ABSTRACT

Part I: Archaeologies traces a new genealogy of poetic cartography, highlighting key epistemic moments, as opposed to a history of mapping that usually focuses on the modern period. This new genealogy starts from the ancient and medieval world (Anaximander, Marco Polo) and stretches to Romanticism, passing through the Baroque, to stress the differences in approach in each episteme. It will be shown how a history of cartography has to be considered in relation to a narrative of movement—a nomadic paradigm. This narrative component affects the aesthetics of mapping in an anti-geometricized and anti-formalist way. The experiential-subjective nature of wandering is at the core of ancient and new cartographic aesthetics.
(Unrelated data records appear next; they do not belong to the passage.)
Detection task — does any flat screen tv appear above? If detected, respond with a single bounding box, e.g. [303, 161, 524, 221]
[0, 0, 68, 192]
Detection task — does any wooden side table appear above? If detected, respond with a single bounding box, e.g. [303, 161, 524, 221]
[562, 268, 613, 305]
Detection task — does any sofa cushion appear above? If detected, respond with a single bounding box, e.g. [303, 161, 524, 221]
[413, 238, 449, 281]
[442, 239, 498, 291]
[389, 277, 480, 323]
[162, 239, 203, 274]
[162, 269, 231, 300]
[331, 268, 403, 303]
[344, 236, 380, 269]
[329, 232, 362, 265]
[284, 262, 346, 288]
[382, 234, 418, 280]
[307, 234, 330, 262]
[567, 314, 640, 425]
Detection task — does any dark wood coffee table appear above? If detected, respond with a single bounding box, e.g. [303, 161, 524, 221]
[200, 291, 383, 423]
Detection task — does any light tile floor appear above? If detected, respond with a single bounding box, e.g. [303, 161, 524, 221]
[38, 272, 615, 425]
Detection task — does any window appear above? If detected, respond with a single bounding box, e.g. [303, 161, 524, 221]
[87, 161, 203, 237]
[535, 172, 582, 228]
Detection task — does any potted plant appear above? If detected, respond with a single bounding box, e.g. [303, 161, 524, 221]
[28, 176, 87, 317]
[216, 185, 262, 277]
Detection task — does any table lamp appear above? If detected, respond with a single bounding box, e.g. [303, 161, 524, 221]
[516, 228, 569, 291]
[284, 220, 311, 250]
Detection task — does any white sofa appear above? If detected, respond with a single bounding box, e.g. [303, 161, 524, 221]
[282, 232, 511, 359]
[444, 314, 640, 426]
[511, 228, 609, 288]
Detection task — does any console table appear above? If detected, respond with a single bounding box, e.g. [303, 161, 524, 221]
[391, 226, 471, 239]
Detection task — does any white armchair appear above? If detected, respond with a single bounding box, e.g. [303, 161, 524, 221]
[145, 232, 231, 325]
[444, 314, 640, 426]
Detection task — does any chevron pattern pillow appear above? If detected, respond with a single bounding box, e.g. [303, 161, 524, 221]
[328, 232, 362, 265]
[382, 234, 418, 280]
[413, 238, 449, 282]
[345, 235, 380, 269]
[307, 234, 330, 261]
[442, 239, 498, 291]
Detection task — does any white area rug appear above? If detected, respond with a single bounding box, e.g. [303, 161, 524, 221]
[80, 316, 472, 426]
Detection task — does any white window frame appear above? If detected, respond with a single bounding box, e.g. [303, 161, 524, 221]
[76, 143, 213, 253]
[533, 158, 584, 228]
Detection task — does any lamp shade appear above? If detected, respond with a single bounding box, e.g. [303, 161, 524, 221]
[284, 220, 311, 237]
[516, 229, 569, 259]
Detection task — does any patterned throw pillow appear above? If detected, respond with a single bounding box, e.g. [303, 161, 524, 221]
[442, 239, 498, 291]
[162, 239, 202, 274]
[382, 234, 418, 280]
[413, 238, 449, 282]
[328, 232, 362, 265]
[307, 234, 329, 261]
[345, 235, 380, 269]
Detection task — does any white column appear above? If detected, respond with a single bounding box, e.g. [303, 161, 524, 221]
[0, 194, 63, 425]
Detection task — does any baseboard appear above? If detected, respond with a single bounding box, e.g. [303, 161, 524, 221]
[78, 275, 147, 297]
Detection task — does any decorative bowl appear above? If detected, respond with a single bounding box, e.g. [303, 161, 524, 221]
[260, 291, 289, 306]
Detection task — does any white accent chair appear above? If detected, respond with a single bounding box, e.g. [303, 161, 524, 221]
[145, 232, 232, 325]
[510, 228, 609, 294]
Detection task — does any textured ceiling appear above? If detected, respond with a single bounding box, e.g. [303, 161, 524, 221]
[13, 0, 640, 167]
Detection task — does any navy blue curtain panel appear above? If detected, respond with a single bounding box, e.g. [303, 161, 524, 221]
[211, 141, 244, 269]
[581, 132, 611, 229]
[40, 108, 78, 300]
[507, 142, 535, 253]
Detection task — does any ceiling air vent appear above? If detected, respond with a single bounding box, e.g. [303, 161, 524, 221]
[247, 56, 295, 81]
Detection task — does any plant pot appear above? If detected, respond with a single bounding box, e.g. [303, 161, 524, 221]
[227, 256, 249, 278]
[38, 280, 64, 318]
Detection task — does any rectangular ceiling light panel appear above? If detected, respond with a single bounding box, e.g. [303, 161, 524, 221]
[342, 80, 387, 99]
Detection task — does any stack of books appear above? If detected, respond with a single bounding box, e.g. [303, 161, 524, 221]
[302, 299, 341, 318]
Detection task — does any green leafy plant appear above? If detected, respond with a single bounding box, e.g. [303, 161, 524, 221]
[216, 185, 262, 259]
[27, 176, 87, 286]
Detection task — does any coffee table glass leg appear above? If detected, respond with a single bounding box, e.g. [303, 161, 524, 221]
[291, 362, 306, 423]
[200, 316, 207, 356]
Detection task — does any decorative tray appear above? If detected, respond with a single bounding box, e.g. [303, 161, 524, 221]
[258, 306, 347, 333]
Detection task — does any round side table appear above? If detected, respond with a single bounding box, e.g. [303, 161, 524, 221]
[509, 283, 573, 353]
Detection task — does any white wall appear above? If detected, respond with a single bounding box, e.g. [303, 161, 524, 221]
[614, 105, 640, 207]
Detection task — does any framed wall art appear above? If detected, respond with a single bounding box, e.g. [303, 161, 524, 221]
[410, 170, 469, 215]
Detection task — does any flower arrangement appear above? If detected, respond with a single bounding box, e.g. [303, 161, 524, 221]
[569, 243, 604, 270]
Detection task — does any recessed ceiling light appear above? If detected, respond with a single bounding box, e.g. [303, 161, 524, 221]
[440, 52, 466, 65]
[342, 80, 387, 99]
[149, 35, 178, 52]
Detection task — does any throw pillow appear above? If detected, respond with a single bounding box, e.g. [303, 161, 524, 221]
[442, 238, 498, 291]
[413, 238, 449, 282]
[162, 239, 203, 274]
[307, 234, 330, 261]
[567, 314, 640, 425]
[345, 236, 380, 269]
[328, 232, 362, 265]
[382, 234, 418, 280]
Chapter 1 claims that maps and the “act of mapping” have the capacity to disrupt symbolic horizons concerning representations of space, constructing aesthetic, political, and subjective worldviews. The aim of this chapter is to lay the ground for an articulation of the differing spatial and subjective configurations that constitute modes of subjectivity (and intersubjectivity) based on the “geo-poetic imagination” and, more specifically, the cartographical imagination of mapping practices grounded in locality. A redefinition of mapping according to movement across space indicates the becoming-space of a narration that creates particular kinds of worldviews and subjectivities. Only a hermeneutic reorientation with respect to mapping and cartography can rescue them from their association with space as static in favor of space as a living place.